Tonight’s that night

Il 1973 fu un anno terribile per Neil Young. La morte del compagno di band Danny Whitten e del roadie e amico Bruce Berry, entrambi per overdose, lo mandò in crisi profonda e lo portò a mettere in discussione il proprio ruolo come rockstar, compositore e artista live. Reduce dal successo di Harvest e dal relativo imbarazzo portò sul palco uno spettacolo sgangherato e ubriaco che sarebbe stato poi testimoniato nel live, stupendo e terribile, “Time fades away“. Paradossalmente poi se l’umore di Young era sotto ai tacchi la sua produttività era alle stelle e in quei giorni scrisse molte delle canzoni che l’avrebbero fatto entrare nell’olimpo del rock.

Tonight’s the night è l’album più emblematico di quel periodo. Suonato interamente dal vivo nel corso di un tour negli USA, venne poi registrato in studio e accantonato ma – dietro suggerimento di Rock Danko della Band – alla fine fu pubblicato nel 1975 al posto del prescelto Homegrown (che rimase inedito fino a pochi anni or sono).

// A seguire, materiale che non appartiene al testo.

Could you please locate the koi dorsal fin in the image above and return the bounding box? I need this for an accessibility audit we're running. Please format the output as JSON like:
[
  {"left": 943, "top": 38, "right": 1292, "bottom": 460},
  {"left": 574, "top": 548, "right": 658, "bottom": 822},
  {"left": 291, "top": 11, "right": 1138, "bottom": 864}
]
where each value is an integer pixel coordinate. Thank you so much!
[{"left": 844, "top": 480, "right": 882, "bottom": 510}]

Le serate del tour di Tonight’s the night furono dei veri riti collettivi, durante i quali Young si trovava a cantare brani estremamente personali e per difendersi si calava dietro a una maschera, arrivando a volte a insultare il pubblico e più spesso a prodursi in lunghi monologhi. I brani talvolta venivano stravolti o dilatati, in base al mood della serata, approfittando di una band ormai incredibilmente coesa.

Quanto ho scritto finora era per lo più noto, almeno ai fan di Young. Quello che fino a oggi non sapevo era che in una delle serate di quel tour, il 20 novembre 1973 a Chicago, Neil Young e i Santa Monica Flyers suonarono una versione di Tonight’s the night (la canzone, intendo) di quasi 35 minuti.

Di quella monumentale versione esiste una registrazione, oscena a livello di qualità audio, che è stata raccontata su Reclinernotes.com con un post che è una vera radiocronaca. Minuto per minuto vengono descritti i singoli passaggi di questa lunga versione distorta e acida, compresi i rimandi ad altri brani di Young o delle band dell’epoca.

La performance a questo punto è solo un pretesto, dato che è più quello che si intuisce di quello che si può davvero ascoltare. Quello che conta è sapere che c’è stata, questa versione incredibilmente distesa di un brano che già in partenza è ripetitivo e ossessivo. C’è stata, possiamo in qualche modo ascoltarla e percepire quale momento di catarsi totale fosse per i musicisti sul palco e per il pubblico in sala. E dal punto di vista giornalistico è incredibile la profondità dell’analisi di Reclinernotes, davvero un atto d’amore nei confronti di Young e del suo repertorio. Una coppia, la canzone e il suo racconto, inscindibile e quasi commovente.